The FBI Behavioral Science Unit is now the most useful tool we have against the serial killers who live among us. The Criminal Profiling Program is studied and copied by a number of police departments around the world. John Douglas was the man responsible for both achievements. “I’ve interviewed them all—from The Son of Sam to Ted Bundy, Manson, John Wayne Gacy, Richard Speck, Donald Harvey—and learned as much as I could from them while I was in their company. We can never eliminate them. There’s just too many out there with a need to kill, a thirst for murder. But we have the tools now to bring the chase to them a lot sooner and bring them to an end a lot faster.”

All of it because of his own pioneering work.

John Douglas’ hair is greyer now, and though his body is still work-out hard, he might not be as fast out of the gate as he was when he first picked up that Bureau shield. But the passing years have only increased his capacity for reading the criminal mind and reacting with the speed necessary to catch what at times must seem like an invisible prey.
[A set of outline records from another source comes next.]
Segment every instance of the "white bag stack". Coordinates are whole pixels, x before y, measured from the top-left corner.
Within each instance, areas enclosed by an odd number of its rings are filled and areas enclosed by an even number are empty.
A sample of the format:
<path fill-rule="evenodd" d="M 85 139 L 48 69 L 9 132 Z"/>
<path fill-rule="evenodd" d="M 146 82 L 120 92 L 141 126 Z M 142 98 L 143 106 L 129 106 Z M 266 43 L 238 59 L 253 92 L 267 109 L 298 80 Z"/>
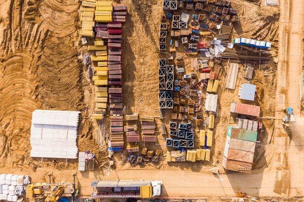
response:
<path fill-rule="evenodd" d="M 5 174 L 0 174 L 0 184 L 4 185 L 5 184 L 5 178 L 6 177 L 6 175 Z"/>
<path fill-rule="evenodd" d="M 12 184 L 12 174 L 7 174 L 5 177 L 5 184 L 6 185 L 11 185 Z"/>
<path fill-rule="evenodd" d="M 17 185 L 17 180 L 18 175 L 13 175 L 12 176 L 12 185 L 16 186 Z"/>
<path fill-rule="evenodd" d="M 22 186 L 23 185 L 23 175 L 18 175 L 17 178 L 17 185 L 18 186 Z"/>
<path fill-rule="evenodd" d="M 8 185 L 3 185 L 2 186 L 2 191 L 3 195 L 5 194 L 8 194 Z M 4 199 L 3 199 L 4 200 Z M 5 199 L 6 200 L 6 199 Z"/>
<path fill-rule="evenodd" d="M 17 200 L 18 200 L 18 196 L 15 195 L 15 196 L 13 196 L 13 197 L 12 198 L 12 201 L 13 202 L 17 202 Z"/>
<path fill-rule="evenodd" d="M 11 185 L 8 187 L 8 194 L 11 196 L 15 195 L 16 194 L 15 191 L 16 186 Z"/>
<path fill-rule="evenodd" d="M 3 200 L 3 201 L 7 200 L 7 195 L 8 195 L 8 194 L 2 194 L 2 200 Z"/>

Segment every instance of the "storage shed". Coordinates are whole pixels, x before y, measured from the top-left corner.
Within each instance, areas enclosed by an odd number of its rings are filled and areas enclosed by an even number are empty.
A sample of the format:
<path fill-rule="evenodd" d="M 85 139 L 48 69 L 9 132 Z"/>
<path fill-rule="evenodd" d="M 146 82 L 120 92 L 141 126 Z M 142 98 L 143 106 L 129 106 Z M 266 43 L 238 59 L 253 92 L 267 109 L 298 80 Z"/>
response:
<path fill-rule="evenodd" d="M 238 90 L 239 99 L 246 100 L 254 100 L 255 94 L 255 85 L 244 83 L 241 85 Z"/>

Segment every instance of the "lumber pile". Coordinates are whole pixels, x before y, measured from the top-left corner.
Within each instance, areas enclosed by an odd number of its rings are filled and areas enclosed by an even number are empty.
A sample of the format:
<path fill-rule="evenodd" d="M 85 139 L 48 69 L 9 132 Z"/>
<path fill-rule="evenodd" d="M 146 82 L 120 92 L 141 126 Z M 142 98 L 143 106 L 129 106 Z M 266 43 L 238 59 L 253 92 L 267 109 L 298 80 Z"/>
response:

John Douglas was our first Profiler and he remains our best.

He is the constant in a serial killer’s disturbed dreams, their worst nightmare come to life.

He is the only one who can make them taste the fear they so cruelly inflict on others.

The only one.


3 thoughts on “John Douglas, The Profiler

  1. If he is the one who knows the secrets of serial killers, it’s partly because, like BTK, Robert Hansen, Robert Yates, Russell Williams, etc., he’s an aviator. He was in the air force and there is a connection between serial killers and aviation. There are as many aviators as truckers which you would not suspect. If it was just a navigation thing, then there would be a whole lot more truckers like the I-5 killer by proportion. That’s not the case. So what is the connection? I don’t think Douglas would even admit to such a link. He might have a blindside for air force and aviators.